As insanely forward as the first track "Blackstar" goes on this album, the following numbers don't care to hold back either. On the production side, "'Tis a Pity She Was a Whore" is as intense as the lyrics are vulgar. Resembling the musical cacophony of experimental records such as Scott Walker's 2012 Bisch Bosch, the lyrics recall themes of disastrous misogyny and distraught androgyny, both prevalent over the years in Bowie's work.

So when the track "Lazarus" comes on you're left completely unprepared for the imminent. Named after the biblical Lazarus of Bethany who was raised days after his death, the track props up a reanimated David Bowie who observantly sings of his present condition. The condition being not alive anymore. For reasons made obvious, it feels all too real to hear a man crooning from beyond the grave, seemingly in the know that he is, in fact, dead.

The next few tracks continue to take on different aspects of Bowie's death and how he managed to collide with it so fearlessly. As the album progresses, so does the deterioration of his health, both mental and physical. The lyrics reflect his declining grasp on reality and his loss of sanity. This is brought to a head on the track "Girl Loves Me" with Bowie screaming, "Where the f*** did Monday go?"

The closer on this album can be described, in a lot of ways, as the ultimate closer. "I Can't Give Everything Away" feels like the very end. A final goodbye from a man who is finally at the end of his wits, and at the end of his artistic energy. He sounds almost comfortable in his tiredness, content with all that he has provided the world during his time and career, and ready to let go of his earthly possessions, his fame, his relevancy, and perhaps even his family.

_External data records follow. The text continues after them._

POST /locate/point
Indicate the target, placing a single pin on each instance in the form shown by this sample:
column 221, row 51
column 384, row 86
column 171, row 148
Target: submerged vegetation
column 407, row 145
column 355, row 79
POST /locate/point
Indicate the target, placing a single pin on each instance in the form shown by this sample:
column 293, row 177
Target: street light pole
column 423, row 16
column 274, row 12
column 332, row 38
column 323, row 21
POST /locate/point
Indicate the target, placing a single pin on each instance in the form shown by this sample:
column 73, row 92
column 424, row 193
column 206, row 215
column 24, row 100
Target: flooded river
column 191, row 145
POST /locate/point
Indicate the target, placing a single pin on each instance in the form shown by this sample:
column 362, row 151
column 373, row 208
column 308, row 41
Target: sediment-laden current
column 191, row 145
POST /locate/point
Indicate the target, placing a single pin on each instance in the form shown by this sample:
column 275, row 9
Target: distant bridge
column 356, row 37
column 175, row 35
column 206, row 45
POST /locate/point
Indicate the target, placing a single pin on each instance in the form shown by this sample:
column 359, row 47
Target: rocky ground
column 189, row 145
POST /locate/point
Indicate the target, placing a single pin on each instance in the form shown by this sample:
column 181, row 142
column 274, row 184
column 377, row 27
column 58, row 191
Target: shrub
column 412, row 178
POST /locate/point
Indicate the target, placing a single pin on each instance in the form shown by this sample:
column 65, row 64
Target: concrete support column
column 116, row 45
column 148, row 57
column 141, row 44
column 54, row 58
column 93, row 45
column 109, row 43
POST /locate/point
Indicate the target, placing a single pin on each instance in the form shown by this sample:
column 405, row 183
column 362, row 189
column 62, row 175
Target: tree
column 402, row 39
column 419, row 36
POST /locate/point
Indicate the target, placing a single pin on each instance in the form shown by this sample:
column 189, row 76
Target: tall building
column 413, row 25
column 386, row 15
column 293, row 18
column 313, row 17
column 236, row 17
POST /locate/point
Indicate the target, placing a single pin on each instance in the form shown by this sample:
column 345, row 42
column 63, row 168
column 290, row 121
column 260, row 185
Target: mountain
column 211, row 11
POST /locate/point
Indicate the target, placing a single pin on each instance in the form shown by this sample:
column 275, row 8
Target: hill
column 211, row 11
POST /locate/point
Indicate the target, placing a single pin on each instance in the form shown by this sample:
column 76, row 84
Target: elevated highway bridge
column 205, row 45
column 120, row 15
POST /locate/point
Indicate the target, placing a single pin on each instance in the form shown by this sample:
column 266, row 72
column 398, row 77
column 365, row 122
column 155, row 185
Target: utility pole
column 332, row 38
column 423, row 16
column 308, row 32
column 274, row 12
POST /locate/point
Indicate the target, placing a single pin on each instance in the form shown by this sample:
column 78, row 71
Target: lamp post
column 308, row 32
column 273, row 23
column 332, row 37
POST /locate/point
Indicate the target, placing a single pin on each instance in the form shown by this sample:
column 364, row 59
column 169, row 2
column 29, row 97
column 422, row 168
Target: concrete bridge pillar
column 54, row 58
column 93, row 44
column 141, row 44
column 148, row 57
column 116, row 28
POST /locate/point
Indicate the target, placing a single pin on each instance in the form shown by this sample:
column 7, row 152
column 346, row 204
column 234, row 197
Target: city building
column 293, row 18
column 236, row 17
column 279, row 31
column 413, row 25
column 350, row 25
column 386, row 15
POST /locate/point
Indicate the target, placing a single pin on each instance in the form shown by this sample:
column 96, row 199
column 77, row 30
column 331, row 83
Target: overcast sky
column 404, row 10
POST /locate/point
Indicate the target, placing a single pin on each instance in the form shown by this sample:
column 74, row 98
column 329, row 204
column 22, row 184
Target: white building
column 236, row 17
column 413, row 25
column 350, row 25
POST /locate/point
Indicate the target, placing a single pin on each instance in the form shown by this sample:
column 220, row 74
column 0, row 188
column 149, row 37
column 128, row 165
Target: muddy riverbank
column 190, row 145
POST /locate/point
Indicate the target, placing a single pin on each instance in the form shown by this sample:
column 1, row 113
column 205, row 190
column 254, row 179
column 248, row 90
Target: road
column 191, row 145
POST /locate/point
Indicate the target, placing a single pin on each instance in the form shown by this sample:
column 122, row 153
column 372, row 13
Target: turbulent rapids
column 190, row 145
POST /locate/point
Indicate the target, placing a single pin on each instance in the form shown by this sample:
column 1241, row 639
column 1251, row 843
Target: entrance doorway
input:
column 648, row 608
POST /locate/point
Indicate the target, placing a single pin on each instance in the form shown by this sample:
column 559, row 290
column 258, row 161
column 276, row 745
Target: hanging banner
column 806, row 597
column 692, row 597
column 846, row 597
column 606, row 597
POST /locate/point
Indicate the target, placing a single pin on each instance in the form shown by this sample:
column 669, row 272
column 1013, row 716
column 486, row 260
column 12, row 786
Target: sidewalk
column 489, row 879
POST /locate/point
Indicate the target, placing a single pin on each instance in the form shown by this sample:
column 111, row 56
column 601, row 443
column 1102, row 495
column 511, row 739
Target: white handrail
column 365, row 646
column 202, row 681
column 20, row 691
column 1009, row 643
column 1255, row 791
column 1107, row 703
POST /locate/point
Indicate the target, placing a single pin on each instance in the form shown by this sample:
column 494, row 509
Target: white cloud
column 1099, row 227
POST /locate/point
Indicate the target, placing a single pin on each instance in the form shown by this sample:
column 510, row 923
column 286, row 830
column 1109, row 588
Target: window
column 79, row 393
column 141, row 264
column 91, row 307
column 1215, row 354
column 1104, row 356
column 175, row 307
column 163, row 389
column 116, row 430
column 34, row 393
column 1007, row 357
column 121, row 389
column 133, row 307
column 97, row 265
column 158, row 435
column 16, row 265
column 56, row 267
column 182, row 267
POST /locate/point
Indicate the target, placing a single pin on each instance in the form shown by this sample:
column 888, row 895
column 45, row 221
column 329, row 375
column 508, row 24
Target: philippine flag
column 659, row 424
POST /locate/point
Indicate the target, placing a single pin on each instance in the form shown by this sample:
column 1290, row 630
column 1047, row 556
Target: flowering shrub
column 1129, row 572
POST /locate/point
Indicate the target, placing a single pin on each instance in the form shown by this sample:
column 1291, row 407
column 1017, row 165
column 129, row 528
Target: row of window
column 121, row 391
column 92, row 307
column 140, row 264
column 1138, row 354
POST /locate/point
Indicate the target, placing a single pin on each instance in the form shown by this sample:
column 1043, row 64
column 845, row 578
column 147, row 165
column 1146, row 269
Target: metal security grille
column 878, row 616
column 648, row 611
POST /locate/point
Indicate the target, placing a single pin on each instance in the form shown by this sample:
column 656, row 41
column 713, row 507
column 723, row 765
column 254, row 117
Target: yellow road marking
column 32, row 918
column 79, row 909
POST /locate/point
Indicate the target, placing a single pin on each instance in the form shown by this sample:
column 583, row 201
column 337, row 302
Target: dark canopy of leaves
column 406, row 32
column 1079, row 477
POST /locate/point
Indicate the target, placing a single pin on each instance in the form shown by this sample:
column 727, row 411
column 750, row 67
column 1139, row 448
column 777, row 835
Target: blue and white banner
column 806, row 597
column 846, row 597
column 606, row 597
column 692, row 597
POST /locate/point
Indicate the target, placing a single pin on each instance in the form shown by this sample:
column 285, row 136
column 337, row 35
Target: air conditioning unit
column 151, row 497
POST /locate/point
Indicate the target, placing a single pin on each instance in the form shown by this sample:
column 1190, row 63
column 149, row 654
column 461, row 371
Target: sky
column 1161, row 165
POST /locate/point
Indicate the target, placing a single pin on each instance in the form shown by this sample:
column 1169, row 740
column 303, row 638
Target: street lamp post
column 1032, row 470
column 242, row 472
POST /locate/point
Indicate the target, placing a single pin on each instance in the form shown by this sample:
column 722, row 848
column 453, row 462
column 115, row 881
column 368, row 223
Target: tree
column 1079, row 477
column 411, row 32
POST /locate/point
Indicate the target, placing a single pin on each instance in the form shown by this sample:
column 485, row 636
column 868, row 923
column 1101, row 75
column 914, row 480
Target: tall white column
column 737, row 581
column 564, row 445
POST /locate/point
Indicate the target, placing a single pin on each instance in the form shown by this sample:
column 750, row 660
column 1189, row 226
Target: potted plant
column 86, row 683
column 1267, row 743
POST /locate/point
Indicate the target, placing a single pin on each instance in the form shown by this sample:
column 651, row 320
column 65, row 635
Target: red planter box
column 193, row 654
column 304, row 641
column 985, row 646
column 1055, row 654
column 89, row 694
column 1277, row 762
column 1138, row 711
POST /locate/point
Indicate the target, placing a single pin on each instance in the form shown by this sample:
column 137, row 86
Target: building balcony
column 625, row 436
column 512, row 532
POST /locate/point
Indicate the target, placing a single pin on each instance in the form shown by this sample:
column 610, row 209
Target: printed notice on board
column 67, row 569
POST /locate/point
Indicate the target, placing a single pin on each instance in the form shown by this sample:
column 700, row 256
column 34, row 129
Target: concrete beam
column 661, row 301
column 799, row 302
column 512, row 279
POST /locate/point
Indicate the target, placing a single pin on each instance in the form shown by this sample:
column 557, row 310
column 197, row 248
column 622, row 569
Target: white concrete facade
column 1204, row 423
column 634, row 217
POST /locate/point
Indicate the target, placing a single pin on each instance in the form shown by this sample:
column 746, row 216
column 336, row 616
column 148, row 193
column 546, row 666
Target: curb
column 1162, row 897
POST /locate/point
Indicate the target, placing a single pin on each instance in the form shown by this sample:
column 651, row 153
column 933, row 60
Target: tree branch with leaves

When it comes down to it, I have no idea what David Bowie was thinking when he did any of this. Because I am unable to fathom the idea of a person being this fearless to begin with. All I can do is listen.

Bowie clearly wanted to set his own experience with death down in stone, so that we can remain more aware of our mortality and may be less afraid when the time comes. Blackstar's music is an extra-dimensional portal which enables us to vicariously touch death itself. The album spends 41 minutes reasoning that perhaps unawareness of our own mortality is what keeps us from achieving real greatness while we are still breathing. Which brings me back to the question: what will you do when you see death coming?